To be fair, this legislation was not required for 99.9% of the broker industry; most brokers looked after their clients as best as they could, providing great service, products and rates. But for the 0.01% that weren’t doing the right thing, well we, and most other brokers, welcome them being pushed out of the industry anyway.
Across the board most prime lenders pay an almost identical rate of commission, so this should never be a consideration. But there are other things that do come into consideration, such as:
- How long will the lender take to give an approval?
- Are the borrowers eligible for the lenders loan offer?
- What is the interest rate and other fees?
- Features and Benefits?
And while RG273 says that price should be the preeminent consideration, quite often there needs to be a discussion about these other issues – for example if you have signed a purchase contract with a 7 day cooling off period, is it relevant to send your application to a lender that has the best rate; but also a 10 day turnaround? No, in that circumstance the second or third best offer may be the way to go.
This, to us, is also acting in the clients ‘best interest’, we need to meet a timeframe, and meeting that is the most important consideration.
Here are a few more of our thoughts:
Time for an approval
If you are under a tight timeframe to get an approval and settle is it in your best interest to send your application to a lender that is 0.1% cheaper, but will take 2 weeks to get an approval? No, certainly not. But suggesting a more expensive lender that can give you a decision in 24 or 48 hours makes sense; that’s in your best interest.
Eligibility
On our lending panel we have a lender with great rates. But if you want to borrow more than 80% of the value of the property you need to pay Lenders Mortgage Insurance, which depending on your circumstances can be expensive. Lots of younger applicants obtain a guarantee from their parents to avoid this insurance cost – this lender does not offer loans with guarantors. Again, using a lender with a higher rate that does permit the guarantee and save the insurance may be in your best interest.
Interest rates and fees
Lots of lenders offer loan packages where you pay an annual fee in exchange for ‘fee free banking’ and a discount on the interest rate, but does this offer value for money? If for example your loan is small the interest saving may well be less than the annual fee. There are lots of financial institutions that offer free basic accounts so that’s not a real consideration. In this case is the advertised lower rate with an annual fee in your best interest?
Features and benefits
Taking a basic loan that has limited features is usually cheaper than the loan with all the bells and whistles. A basic loan may not offer an offset facility but will still allow you to redraw any additional payments that you have made. This means that you need to ‘park’ your spare cash in your loan account and redraw it if you need the funds – same horse, different jockey? This is true with an owner occupied home loan, but an investment loan? If you pay money off the loan and then redraw it for personal purposes it may affect your tax deduction on the loan (disclaimer here, we’re not accountants or tax advisers, this is a generalisation and you need to get your own professional advice). For an investor we may suggest a loan with a higher rate, but with the features that you need.
Summary
Getting a home loan is a little more complex than buying milk at the corner store. Get the milk wrong and you endure it for 3 days or so. Get the loan wrong and you may be enduring it for 30 years or so.
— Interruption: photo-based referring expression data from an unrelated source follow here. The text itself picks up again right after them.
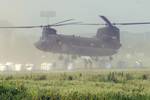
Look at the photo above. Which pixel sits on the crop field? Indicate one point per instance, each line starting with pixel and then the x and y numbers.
pixel 78 85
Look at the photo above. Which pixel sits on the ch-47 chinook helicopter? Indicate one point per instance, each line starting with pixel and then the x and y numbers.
pixel 105 43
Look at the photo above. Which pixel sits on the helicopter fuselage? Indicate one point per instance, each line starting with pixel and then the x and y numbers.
pixel 76 45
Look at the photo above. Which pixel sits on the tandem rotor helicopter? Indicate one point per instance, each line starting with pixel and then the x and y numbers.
pixel 105 43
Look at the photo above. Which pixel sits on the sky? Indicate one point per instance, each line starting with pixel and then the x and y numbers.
pixel 27 12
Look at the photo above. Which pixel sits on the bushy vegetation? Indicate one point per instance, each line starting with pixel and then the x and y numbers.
pixel 89 85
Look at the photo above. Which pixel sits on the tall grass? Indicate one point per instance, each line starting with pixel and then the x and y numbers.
pixel 113 85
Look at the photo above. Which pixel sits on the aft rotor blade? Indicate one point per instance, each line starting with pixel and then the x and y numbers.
pixel 136 23
pixel 5 27
pixel 90 24
pixel 62 22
An experienced mortgage broker will guide you through all these points and much, much more. Challenge them and ask them why they are making the suggestions that they are – if their answer sounds fishy, or they can’t answer effectively then there may something wrong. If their reasoning is rational and makes sense, then guess what? The broker is probably acting in your best interest.
We didn’t really need legislation about this (but we have it anyway). But it does give you a lot of confidence and security in dealing with a broker. Feel free to give us a call to discuss, we only have your best interest at heart.
Remember as well, it is only brokers that have this legislation to protect your interests, not the local bank (because they only sell their own products, brokers sell lots of different products).